Project description:Research indicates that life satisfaction declines with age, and cognitive abilities are gradually reduced-mainly attentional functioning and cognitive processing speed. Therefore, scientists seek to find protective factors and test possible intervention programs; moderately intensive physical activity stands out as particularly promising. In this context, we evaluated the influence of Nordic Walking training supported by vitamin D supplementation (as this nutrient is especially deficient in older people in Poland) on the cognitive and psychological functioning of elderly women. A total of 52 healthy elderly women took part in a Nordic Walking training program complemented by vitamin D supplementation. Cognitive functioning was assessed with the Trail Making Test and the D2 Test of Attention. Quality of life and severity of depressive symptoms were measured with the Short Form Health Survey and the Beck Depression Inventory 2. Significant improvements in all aspects of cognitive functioning was observed (p = 0.01-0.47).
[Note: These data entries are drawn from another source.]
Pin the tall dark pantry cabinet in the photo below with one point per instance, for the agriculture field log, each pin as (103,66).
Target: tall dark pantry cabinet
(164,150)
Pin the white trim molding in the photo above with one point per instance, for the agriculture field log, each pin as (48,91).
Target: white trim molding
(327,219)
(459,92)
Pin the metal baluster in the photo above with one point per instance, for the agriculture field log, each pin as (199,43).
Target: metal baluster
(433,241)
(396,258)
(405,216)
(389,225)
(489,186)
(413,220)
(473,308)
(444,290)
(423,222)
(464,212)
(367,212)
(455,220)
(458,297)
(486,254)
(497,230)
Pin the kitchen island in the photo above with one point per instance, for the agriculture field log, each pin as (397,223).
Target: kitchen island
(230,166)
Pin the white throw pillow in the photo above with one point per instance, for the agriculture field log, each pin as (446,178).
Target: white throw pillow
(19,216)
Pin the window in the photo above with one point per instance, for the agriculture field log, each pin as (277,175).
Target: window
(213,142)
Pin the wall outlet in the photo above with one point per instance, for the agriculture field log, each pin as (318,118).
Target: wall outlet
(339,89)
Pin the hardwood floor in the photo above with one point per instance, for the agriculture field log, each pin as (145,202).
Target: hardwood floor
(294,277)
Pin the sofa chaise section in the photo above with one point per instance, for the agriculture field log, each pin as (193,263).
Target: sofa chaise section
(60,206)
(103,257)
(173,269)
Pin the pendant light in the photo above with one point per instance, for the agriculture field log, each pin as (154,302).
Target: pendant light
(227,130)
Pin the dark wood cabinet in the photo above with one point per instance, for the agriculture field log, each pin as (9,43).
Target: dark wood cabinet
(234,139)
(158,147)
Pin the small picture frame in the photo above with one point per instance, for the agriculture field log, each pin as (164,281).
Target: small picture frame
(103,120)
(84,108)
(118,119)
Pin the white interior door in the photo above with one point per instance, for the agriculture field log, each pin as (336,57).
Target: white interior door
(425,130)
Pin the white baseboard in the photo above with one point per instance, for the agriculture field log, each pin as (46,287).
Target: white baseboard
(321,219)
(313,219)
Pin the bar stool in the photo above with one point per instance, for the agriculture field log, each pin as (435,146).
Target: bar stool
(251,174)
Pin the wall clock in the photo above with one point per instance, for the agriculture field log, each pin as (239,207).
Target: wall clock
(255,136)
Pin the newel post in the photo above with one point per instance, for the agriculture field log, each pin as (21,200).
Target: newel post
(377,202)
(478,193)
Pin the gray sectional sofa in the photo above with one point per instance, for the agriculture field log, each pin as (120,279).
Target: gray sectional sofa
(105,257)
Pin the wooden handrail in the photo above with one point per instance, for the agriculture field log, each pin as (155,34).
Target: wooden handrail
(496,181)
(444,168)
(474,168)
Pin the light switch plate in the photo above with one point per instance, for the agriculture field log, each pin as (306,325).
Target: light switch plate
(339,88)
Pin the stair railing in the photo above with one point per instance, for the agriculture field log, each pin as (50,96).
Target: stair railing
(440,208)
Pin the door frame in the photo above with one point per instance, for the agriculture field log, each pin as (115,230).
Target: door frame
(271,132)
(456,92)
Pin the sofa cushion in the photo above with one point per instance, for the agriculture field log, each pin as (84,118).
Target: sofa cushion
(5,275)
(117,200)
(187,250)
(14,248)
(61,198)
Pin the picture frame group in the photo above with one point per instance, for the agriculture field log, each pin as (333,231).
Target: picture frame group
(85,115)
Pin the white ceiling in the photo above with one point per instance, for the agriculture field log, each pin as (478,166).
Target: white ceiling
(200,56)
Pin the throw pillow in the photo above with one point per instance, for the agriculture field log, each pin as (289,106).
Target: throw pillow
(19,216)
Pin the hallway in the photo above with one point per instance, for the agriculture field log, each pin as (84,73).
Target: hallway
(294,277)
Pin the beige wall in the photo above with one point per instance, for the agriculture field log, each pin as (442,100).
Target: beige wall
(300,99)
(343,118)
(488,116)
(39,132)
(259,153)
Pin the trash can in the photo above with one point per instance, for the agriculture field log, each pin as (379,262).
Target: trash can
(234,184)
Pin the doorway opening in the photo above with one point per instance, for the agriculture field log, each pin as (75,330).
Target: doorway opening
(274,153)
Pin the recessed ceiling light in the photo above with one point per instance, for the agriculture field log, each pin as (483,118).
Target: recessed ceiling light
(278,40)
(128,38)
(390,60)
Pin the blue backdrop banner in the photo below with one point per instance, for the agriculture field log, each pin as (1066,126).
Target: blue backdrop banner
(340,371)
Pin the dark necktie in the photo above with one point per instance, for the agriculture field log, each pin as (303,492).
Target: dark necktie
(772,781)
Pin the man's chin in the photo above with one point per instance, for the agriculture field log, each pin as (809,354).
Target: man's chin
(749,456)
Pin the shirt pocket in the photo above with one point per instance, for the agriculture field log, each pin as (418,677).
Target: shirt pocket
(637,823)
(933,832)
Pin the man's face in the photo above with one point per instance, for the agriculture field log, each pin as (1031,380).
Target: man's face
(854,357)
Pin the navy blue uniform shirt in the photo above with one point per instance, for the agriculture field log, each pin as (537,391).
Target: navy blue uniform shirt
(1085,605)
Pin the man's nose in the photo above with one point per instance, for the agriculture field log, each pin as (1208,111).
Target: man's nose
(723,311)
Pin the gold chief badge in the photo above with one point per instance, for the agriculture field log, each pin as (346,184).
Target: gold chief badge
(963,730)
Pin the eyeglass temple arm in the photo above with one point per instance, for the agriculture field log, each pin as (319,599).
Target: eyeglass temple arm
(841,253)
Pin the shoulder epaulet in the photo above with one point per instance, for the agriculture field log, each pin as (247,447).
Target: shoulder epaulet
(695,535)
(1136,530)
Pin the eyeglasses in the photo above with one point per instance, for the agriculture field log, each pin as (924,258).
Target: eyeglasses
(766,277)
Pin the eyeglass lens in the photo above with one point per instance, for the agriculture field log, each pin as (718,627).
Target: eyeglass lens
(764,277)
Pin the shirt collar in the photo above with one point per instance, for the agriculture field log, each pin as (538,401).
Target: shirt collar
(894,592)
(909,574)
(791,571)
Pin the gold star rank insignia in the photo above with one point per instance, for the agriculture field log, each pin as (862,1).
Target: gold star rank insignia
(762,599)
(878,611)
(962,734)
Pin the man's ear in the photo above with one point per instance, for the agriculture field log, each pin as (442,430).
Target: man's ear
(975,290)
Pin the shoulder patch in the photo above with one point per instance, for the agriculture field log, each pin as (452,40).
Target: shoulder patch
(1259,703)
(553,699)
The study also showed a decrease in depressive symptoms (p = 0.026). Physical activity and adequate levels of vitamin D can be the key factors in maintaining self-reliance in old age. Involvement in Nordic Walking training, supported by vitamin D supplementation, can strengthen the cognitive functioning of older people-reflected in higher attentional capabilities, better executive functions, and improved cognitive processing speed.